Bien sûr, le but réel de ces multiples et proliférant financements étatiques, comme d’ailleurs des normes sans cesse renouvelées qui les accompagnent, ou des continuelles innovations techniques – qui entraîne mécaniquement l’obsolescence de l’innovation antérieure – est de faire consommer un maximum de marchandises et services, bref de faire tourner l’économie.

Imaginez le cauchemar pour un économiste que seraient des maisons qui, une fois construites ou aménagées, ne demanderaient plus aucune intervention d’importance pendant des décennies…

L’horizon de plus en plus rapproché de cette sophistication technique continue dans le secteur du bâtiment, c’est la domotique, et désormais la maison connectée : c’est de produire des maisons-machines. Inventez la vie qui va avec !

 

Voilà qui rappelle l’élevage moderne et sa zootechnie, pour qui ce sont les animaux qui sont des machines.

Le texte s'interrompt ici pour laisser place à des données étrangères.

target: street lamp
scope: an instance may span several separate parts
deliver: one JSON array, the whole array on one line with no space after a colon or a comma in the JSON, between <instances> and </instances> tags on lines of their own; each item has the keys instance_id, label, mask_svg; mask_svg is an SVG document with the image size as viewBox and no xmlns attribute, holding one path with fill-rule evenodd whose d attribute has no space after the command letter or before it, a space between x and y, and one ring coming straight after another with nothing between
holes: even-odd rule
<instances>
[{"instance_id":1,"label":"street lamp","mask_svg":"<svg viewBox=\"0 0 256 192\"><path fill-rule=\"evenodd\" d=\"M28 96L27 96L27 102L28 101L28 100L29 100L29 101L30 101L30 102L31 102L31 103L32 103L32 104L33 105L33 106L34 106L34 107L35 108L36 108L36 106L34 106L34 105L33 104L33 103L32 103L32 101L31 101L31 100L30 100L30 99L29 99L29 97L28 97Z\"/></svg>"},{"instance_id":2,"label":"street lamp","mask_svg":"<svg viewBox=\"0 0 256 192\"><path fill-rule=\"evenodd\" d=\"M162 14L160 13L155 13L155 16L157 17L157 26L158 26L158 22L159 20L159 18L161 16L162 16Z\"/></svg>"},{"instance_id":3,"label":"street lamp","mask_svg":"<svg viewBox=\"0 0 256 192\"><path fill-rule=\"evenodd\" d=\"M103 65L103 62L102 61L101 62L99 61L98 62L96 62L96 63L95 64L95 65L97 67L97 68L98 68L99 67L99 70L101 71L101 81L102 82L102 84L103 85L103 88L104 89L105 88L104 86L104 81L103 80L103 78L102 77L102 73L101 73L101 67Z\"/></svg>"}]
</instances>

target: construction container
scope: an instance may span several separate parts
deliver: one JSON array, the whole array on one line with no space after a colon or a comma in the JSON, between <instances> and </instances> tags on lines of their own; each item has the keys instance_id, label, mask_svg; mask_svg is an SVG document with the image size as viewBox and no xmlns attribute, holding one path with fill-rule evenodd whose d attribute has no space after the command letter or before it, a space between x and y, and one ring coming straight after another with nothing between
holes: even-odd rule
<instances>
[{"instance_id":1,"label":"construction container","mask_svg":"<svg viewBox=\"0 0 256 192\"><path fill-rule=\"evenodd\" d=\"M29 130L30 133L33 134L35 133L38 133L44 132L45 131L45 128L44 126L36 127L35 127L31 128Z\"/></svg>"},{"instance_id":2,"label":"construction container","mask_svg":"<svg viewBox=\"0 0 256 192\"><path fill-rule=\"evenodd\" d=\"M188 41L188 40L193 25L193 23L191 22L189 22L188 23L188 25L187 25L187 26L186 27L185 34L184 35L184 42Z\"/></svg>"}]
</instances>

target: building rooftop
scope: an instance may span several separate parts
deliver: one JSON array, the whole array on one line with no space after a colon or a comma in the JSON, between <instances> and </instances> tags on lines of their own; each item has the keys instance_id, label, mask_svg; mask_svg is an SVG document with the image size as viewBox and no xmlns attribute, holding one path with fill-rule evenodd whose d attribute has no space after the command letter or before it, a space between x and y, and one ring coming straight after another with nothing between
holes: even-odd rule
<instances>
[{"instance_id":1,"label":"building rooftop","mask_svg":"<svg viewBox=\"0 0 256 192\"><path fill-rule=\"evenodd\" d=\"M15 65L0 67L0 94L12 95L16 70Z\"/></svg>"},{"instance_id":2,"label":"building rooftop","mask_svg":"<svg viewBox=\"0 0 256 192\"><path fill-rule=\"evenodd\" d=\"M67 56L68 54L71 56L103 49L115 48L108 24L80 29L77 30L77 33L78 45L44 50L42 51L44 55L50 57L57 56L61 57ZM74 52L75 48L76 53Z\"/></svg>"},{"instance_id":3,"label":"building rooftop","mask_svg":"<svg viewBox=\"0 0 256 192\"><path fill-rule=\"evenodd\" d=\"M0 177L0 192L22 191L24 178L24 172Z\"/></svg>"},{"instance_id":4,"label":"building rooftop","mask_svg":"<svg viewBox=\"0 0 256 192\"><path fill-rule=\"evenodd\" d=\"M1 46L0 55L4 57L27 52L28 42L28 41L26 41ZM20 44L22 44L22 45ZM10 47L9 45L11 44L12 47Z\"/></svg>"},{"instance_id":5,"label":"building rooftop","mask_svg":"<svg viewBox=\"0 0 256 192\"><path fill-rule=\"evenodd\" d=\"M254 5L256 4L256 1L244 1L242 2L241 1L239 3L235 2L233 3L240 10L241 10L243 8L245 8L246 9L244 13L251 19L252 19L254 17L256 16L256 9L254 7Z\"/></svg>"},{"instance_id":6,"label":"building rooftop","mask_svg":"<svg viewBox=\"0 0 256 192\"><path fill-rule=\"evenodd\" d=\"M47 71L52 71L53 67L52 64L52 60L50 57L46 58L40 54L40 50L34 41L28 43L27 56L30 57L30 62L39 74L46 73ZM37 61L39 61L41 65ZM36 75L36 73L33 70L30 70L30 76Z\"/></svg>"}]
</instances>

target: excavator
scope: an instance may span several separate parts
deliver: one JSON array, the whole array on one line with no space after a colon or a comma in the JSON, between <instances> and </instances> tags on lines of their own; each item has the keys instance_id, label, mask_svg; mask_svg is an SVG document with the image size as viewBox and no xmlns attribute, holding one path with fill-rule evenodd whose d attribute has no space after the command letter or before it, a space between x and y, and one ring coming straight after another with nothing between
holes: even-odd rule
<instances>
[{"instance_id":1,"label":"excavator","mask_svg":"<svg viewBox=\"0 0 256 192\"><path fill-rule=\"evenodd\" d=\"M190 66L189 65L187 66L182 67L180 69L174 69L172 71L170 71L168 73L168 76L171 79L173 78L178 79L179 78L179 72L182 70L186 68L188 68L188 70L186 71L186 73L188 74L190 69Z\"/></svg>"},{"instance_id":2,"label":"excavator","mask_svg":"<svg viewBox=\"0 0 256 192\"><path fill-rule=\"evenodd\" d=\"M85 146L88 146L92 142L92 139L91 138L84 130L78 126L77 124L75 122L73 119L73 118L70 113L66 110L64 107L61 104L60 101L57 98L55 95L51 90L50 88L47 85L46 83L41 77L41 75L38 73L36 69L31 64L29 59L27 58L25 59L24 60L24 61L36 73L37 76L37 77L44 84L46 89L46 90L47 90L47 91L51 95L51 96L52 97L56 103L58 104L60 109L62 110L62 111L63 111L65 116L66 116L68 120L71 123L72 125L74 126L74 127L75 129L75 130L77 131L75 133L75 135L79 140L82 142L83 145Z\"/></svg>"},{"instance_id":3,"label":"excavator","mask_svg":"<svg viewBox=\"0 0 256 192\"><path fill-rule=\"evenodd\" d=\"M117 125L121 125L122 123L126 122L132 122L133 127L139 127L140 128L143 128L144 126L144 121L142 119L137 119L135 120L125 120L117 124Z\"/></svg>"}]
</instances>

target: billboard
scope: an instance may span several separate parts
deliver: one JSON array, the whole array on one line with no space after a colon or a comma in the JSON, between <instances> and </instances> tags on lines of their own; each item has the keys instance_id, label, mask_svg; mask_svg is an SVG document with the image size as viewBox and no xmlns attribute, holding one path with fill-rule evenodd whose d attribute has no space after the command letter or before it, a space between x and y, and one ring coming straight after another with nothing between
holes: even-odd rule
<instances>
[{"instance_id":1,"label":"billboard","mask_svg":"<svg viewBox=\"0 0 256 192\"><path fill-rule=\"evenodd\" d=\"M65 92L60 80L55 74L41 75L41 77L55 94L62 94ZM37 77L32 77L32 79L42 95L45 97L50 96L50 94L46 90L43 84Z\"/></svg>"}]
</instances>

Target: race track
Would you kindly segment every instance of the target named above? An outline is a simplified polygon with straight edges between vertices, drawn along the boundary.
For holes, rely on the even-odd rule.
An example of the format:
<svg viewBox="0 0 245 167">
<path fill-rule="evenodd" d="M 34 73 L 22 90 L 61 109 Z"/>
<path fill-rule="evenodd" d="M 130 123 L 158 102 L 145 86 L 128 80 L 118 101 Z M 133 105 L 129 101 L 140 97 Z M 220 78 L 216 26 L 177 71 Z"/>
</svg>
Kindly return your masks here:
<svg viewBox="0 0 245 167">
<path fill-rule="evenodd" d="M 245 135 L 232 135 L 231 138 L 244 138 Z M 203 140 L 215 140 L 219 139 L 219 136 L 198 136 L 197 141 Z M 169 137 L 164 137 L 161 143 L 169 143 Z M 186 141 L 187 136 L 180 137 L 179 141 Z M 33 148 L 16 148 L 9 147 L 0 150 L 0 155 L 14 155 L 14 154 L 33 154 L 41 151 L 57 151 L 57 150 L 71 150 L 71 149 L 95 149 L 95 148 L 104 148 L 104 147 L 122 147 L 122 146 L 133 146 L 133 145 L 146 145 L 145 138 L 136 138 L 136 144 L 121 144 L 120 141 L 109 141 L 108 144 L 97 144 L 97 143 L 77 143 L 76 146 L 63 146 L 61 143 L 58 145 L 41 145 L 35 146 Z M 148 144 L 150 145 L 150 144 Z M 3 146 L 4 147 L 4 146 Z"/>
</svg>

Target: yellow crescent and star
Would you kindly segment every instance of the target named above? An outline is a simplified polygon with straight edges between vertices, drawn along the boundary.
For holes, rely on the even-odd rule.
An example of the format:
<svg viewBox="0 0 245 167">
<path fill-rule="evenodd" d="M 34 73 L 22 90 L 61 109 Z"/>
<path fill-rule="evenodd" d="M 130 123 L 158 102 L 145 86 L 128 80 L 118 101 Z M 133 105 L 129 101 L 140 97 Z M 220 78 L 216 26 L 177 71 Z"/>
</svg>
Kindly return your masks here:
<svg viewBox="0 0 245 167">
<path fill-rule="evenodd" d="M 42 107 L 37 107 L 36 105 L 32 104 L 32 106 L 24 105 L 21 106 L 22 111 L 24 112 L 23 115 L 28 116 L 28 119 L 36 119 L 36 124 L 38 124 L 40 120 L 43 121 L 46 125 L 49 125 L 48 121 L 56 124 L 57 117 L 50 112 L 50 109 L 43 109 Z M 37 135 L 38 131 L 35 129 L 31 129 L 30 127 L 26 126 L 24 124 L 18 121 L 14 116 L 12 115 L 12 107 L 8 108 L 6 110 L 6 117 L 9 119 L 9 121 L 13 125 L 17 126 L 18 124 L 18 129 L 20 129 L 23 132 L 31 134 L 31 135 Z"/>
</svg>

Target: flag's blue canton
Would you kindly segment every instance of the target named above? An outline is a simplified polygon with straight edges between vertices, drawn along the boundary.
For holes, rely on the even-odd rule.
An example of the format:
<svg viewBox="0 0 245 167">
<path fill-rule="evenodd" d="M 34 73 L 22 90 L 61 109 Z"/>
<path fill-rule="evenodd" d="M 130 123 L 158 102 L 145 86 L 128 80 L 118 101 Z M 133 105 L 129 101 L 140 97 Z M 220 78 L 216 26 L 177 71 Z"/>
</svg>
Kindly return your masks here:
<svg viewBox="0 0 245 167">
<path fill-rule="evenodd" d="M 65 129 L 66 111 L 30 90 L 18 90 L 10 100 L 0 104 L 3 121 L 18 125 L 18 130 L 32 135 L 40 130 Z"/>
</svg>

Une telle atmosphère générale, de telles contraintes on ne peut plus concrètes, ne sont pas sans conséquence pour qui souhaitait simplement « fabriquer des choses utiles, en exerçant un savoir-faire, et en restant maître de sa manière de travailler » – aspirations bien modestes, bien loin d’être révolutionnaires, bien loin d’être suffisantes. (Bien sûr l’immense majorité des entrepreneurs n’ont, j’imagine, pas ce genre de préoccupation : tant qu’il y a de l’argent à se faire…)

J’estime que ces quelques remarques sur l’exercice actuel de mon métier, suffiront à faire comprendre, à n’importe qui de bonne foi – à quiconque n’est pas payé pour se fermer les yeux – que j’ai d’excellentes raisons d’être solidaire de Nathalie Fernandez et Laurent Larmet, éleveurs dans le Tarn, condamnés pour le refus du puçage de leur troupeau.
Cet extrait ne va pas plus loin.